To top it off, the combination of spring break and spiritual holidays has public health officials on high alert, worried that extended travel and large family or neighborhood gatherings will undo much of the progress made in recent weeks. “We know the virus does not respect borders,” Ferrer said. “We must remain diligent and continue to take precautions.”

*  *  *

Statewide, it’s impossible to separate communities’ feelings about school reopening from the COVID realities the families in those neighborhoods have endured. “COVID disproportionately impacted our communities of color, and they are especially cautious about the pace of reopening classrooms,” said E. Toby Boyd, president of the California Teachers Association. (Disclosure: The union is a financial supporter of this website.)

In a recent poll conducted for the CTA, 62% of white parents said they were “very or fairly confident” that schools were safe for in-person learning. Among Latino parents, that number dropped to 39%; for Asian Americans and Pacific Islanders it was 35%, and among Black parents it fell to just 28%. Meanwhile, parents of color were far more likely than whites to say schools were reopening too quickly.

“I feel that things are moving too fast,” said Mariela Velasquez, who volunteers in her children’s elementary classrooms in Fresno. One of the things she has learned from her time in those classes, she said, is that “kids don’t always listen” and are unlikely to keep their distance or spend extended time with a mask on. “We’ve come too far to let our guard down,” she added.

As almost any parent of a student might attest, there are powerful reasons to want to see in-person instruction resume, including critical socialization opportunities, the easing of child care issues and many others. But in the LAUSD, as in most districts around the state, that doesn’t necessarily mean personal instruction. At the middle and high school levels, students who choose in-person learning will indeed be in a classroom with their teacher and around other students — but they’ll be logged into an online portal at their desks, watching, while the teacher several feet away instructs both those in the room and those still learning from home.

The lack of hands-on teaching is another reason why some families may choose to stay in distance learning mode through the end of this school year.
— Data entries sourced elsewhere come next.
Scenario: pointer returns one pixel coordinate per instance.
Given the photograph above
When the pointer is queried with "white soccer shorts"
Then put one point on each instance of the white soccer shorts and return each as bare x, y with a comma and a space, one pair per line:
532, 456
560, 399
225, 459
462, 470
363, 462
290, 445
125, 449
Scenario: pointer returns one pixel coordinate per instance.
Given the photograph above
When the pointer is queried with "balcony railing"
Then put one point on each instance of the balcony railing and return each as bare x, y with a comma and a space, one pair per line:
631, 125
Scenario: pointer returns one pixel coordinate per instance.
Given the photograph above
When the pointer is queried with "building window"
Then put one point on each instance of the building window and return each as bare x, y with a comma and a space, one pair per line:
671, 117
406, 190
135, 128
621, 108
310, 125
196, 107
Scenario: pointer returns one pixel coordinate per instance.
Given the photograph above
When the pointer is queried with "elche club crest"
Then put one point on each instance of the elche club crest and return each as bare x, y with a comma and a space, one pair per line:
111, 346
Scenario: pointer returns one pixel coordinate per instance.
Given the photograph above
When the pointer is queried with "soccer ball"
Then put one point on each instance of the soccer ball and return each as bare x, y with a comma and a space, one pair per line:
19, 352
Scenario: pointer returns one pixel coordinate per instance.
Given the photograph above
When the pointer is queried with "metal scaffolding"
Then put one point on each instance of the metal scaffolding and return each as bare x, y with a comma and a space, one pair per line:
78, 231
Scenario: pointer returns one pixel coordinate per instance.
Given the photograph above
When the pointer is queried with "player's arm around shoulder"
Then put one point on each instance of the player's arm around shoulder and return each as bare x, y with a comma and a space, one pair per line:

In fact, that’s the assumption that LAUSD makes when conducting its surveys, which explains some slight give in its numbers. If a family fails to return a survey, the district assumes it means the student(s) in that household will remain online. (According to the most recent data, surveys have been completed by 78% of families with elementary school students, 70% of middle schoolers and 65% of high school students.)
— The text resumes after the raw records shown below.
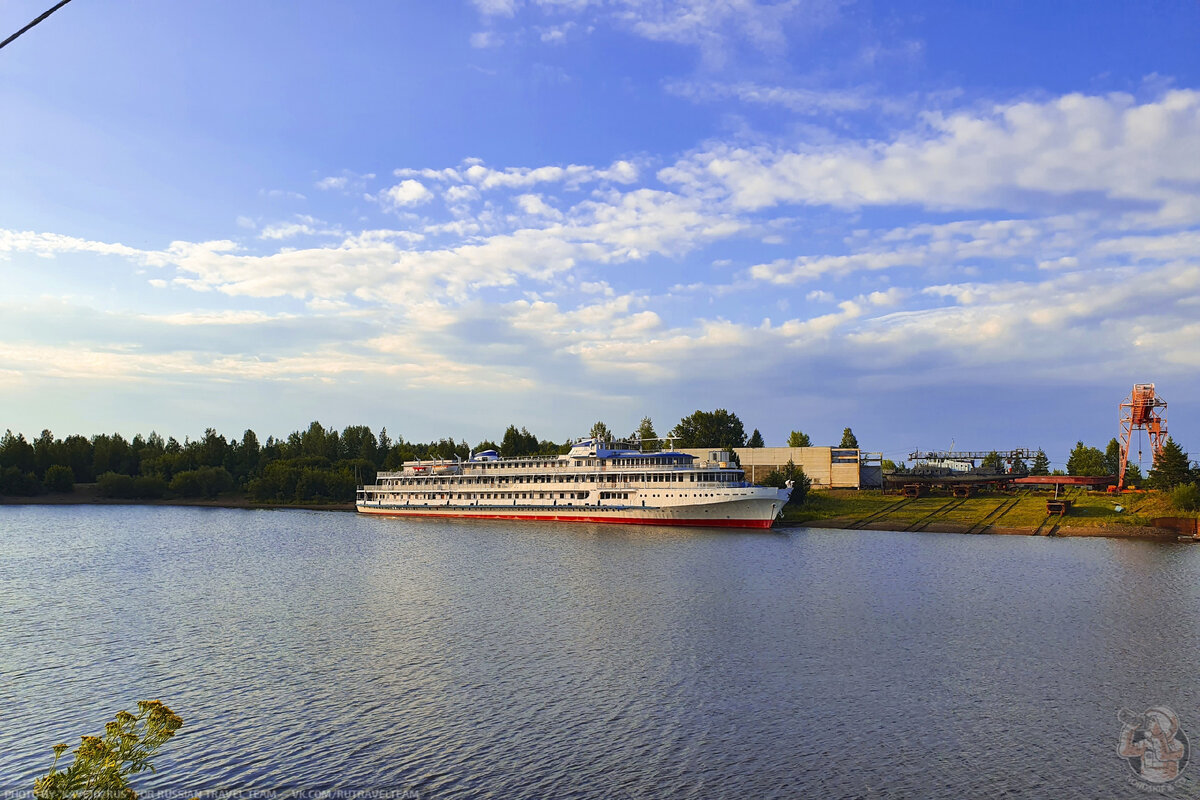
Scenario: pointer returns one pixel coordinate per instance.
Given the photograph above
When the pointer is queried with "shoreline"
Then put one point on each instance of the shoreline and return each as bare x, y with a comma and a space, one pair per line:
1068, 531
243, 503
“The issue of whether students attend schools in person rather than remaining online has enormous implications for public education in Los Angeles, and across the country,” Beutner said. “The opportunity gaps for students from families who are struggling to get by will only worsen if they are not back in schools sometime soon.”

It is a very real consideration. But after months of making it plain that the classroom environment was not a safe one for students, the district is now trying to turn around a very large ship in a very short amount of time — and L.A.’s parents and students have only the mildest interest in coming along for that ride.